Part of the fun of making music comes from harnessing the language of pop using whatever resources you have at your disposal–and as “Moma Yendodo” shows, Ata Kak eagerly takes to the task on Obaa Sima. The seven-track effort, originally released on cassette tape in 1994, is definitely a homespun affair; as Brian Shimkovitz of Awesome Tapes from Africa writes in Obaa Sima’s liner notes, Ata Kak recorded it with the help of low-budget equipment and a tech-savvy friend. But though the amateur musician didn’t have the budget for a studio or band, his command of rap, techno and highlife let him forge his own intercontinental style.
Yaw Atta-Owuseu, who’s now 54 years old, was born in Ghana and recorded the tape while living in Toronto. According to Shimkovitz’s liner notes, he originally got into music while he was staying in Germany when he was younger, and after relocating to Toronto he played drums in a highlife band while holding down a day job as chief cook at a condiment factory. Obaa Sima didn’t have any impact upon its initial release; in fact, he only put out 50 copies. But the march of history shifted course when Shimkovitz happened across a copy in 2002 while on a trip to Ghana. He bought it and four years later the tape served as his inspiration for Awesome Tapes From Africa, a blog and record label that’s become a key resource for African music lovers.
In a recent interview, Shimkovitz described Obaa Sima as his blog’s “emblematic awesome tape from Africa.” What’s interesting is that the tape actually feels kind of contemporary: the quirky lo-fi aesthetic reminds me of bedroom microgenres like chillwave. Thankfully, though, the quasi-nostalgia and post-irony posturing of this hyper-connected age is absent, and instead the listener is treated to purer sonic joys. “Yemmpa Aba” spans moods with its spooky techno intro and warped female backup harmonies. Meanwhile, “Adagya”relies on bright keyboard vamps and a calorie-burning beat to offer the ultimate bizzaro-world Buns of Steel soundtrack.

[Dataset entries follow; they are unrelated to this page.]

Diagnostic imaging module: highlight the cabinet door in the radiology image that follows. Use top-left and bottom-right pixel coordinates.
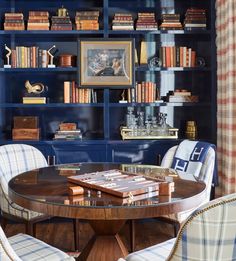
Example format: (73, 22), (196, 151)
(53, 144), (106, 164)
(108, 141), (178, 165)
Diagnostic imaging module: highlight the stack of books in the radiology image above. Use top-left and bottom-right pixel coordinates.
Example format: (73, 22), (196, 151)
(164, 89), (198, 102)
(51, 16), (72, 31)
(112, 13), (134, 30)
(4, 13), (25, 31)
(11, 46), (48, 68)
(159, 14), (183, 30)
(136, 12), (158, 30)
(75, 11), (99, 30)
(159, 46), (196, 67)
(27, 11), (50, 30)
(53, 129), (82, 140)
(54, 123), (82, 140)
(23, 96), (47, 104)
(127, 81), (160, 103)
(184, 8), (206, 30)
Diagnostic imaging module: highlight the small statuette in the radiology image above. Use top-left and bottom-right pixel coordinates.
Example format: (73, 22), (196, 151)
(25, 80), (45, 95)
(87, 190), (91, 198)
(119, 90), (128, 103)
(57, 6), (69, 17)
(3, 44), (11, 68)
(47, 45), (56, 68)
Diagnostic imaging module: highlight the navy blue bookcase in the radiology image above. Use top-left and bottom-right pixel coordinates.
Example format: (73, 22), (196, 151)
(0, 0), (216, 164)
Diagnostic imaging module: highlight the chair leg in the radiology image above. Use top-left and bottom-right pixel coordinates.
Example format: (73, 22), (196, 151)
(173, 222), (180, 237)
(73, 218), (79, 251)
(25, 221), (36, 236)
(129, 219), (135, 252)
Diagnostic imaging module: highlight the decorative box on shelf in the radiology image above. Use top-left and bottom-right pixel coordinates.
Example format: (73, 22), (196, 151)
(12, 116), (40, 140)
(120, 127), (179, 140)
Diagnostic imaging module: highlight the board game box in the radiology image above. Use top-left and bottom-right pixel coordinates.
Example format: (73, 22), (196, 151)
(67, 169), (174, 198)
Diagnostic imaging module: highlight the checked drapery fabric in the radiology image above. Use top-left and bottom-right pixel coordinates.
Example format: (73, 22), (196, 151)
(216, 0), (236, 195)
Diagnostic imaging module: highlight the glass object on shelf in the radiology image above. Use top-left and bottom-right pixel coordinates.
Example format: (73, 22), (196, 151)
(185, 121), (197, 140)
(121, 107), (178, 139)
(126, 107), (135, 128)
(196, 57), (206, 67)
(148, 57), (162, 70)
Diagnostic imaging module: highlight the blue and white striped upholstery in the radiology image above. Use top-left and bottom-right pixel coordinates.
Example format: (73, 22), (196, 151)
(0, 144), (48, 220)
(0, 224), (75, 261)
(161, 146), (215, 223)
(119, 193), (236, 261)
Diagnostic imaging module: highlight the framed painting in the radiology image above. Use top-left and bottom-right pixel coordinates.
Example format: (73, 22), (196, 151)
(78, 39), (135, 88)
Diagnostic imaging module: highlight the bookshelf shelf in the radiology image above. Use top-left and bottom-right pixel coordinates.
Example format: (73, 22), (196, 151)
(108, 30), (211, 35)
(0, 0), (216, 164)
(0, 67), (77, 73)
(110, 102), (211, 108)
(0, 103), (104, 108)
(135, 66), (211, 72)
(0, 30), (104, 37)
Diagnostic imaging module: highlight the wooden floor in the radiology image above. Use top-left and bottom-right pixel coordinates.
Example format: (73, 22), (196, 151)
(5, 216), (174, 251)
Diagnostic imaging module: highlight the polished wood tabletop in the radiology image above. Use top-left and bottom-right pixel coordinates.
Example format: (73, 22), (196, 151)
(9, 163), (206, 261)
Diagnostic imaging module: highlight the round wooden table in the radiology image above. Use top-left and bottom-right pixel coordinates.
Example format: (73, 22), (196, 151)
(9, 163), (206, 261)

Ata Kak raps over most of the tracks and it lends the music a delightful, raw quality. Delivering his rhymes in the Twi dialect of Ghana, he wields a style of hitting sharp and fast as unexpected angles, as though he’s fashioning crazy geometric shapes with his tongue. Though I can’t speak the language and don’t know the lyrics, it sounds like he’s having a blast, and I’m more than happy to glean some positive charm from a guy who appears on the tape’s cover rocking a backwards cap and shades.
Obaa Sima’s closing track, “Bome Nnwom,” is the freshest of the bunch–it’s essentially five and a half minutes of instrumental groove, powered by metallic cymbals, laser synths and a zesty drum machine snare. Like the rest of the tracks, there’s nothing particularly complex here; the loops just ride out into the sunset. African music is often overlooked by the Eurocentric/U.S.-focused music industry. But if this humble tape proves anything, it’s that even low-key guys like Ata Kak have always been ahead of the game.